6.1.3. unilaterally refuse to perform the obligations under the Terms & Conditions by notifying the Customer at least 5 (five) calendar days before the date of termination of the Agreement, and at the same time reimburse the Customer for the value of the Services paid but not delivered.
6.1.4. to prolong the term of rendering the Services for the number of days of delay in case the Customer delays provision of necessary information or does not perform certain actions, stated in the clause 7.2 of the Terms & Conditions.
6.2. The Contractor is obliged to:
6.2.1. render the Services to the Customer in the extent, at the time and within the period specified in the Invoice issued by the Contractor and accepted by the Customer, subject to payment in full and subject to full compliance by the Customer with all the requirements of this Agreement;
6.2.2. ensure the confidentiality of information provided by the Customer.
6.3. The Customer is entitled to:
6.3.1. demand efficient provision of the Services from the Contractor;
6.3.2. The Customer may unilaterally refuse to perform the Agreement by notifying the Contractor at least 10 (ten) calendar days before the date of termination. In the event of a unilateral refusal by a Customer (the legal entity) of the performance of the Agreement after the commencement of the performance of the Service by the Contractor, the Contractor shall deduct a fine equal to the value of the Services paid for but not rendered due to the Customer’s rejection of the Agreement.
6.4. The Customer is obliged to:
6.4.1. pay the Contractor for the Services as set out in the Invoice;
6.4.2. provide the Contractor with the information required for the provision of the Services at the Contractor’s request;
6.4.3. avoid actions directed at disrupting the correct operation of the software and computer software of the Contractor and undermining network security;
6.4.4. ensure the confidentiality of information obtained under these Terms & Conditions or provided by the Contractor.

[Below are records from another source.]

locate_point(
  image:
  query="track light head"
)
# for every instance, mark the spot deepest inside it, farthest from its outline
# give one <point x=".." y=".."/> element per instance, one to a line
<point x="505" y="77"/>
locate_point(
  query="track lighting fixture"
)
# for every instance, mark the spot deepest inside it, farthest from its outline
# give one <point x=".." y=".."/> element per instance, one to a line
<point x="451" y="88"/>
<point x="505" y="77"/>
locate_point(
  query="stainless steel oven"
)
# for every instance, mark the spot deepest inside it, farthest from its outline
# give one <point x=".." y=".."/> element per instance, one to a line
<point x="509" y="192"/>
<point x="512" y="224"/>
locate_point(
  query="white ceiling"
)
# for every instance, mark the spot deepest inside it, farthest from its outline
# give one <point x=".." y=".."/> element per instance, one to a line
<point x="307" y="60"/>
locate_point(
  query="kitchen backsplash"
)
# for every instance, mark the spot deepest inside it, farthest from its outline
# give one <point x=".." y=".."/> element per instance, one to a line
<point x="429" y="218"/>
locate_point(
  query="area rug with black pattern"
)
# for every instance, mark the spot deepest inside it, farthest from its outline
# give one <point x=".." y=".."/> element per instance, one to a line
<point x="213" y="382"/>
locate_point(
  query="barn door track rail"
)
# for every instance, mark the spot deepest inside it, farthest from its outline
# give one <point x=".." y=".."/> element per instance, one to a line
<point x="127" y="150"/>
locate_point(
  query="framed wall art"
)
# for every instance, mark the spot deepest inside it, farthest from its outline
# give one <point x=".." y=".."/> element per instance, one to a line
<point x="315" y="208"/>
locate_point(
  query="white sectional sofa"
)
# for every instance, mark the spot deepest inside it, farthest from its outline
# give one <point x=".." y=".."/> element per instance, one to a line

6.5. The Parties shall be liable for the failure to perform or improper performance of their obligations under these Terms & Conditions in accordance with the laws of England and Wales.
7. Payment for the Services
7.1. The cost of the Services is approved by the Contractor and is based on the Contractor’s costs and amounts to:
7.1.1. the stated amount in the Contractor’s price list posted on the Website of Contractor Info@oreezo.com, or
7.1.2. the agreed upon amount by the Parties via e-mail, messenger (Telegram, Viber, Slack, Whatsapp), or online chat on the Website of Contractor Info@oreezo.com,.
7.2. The payment for the Services shall be made on a 100% prepayment basis on the Invoice issued by the Contractor. The payment for the Services shall be made by non-cash bank transfer based on the payment order / by transfer of funds to the Contractor’s current account online / by transferring cryptocurrencies on the Contractor’s account (wallet).
7.3. The Services shall be deemed to be paid for from the moment the money is received in the Contractor’s account / cryptocurrencies in the Contractor’s account (wallet).
7.4. The date of the payment is the date when the monetary funds are credited to the bank account of the Contractor, Contractor’s current account online (wallet).
7.5. Any fees, commissions, charges, other similar expenses charged by banks, including correspondent banks, payment service provider, other credit and financial institutions, related to the execution of payment obligations under the Terms & Conditions and Invoice shall be borne by the Customer.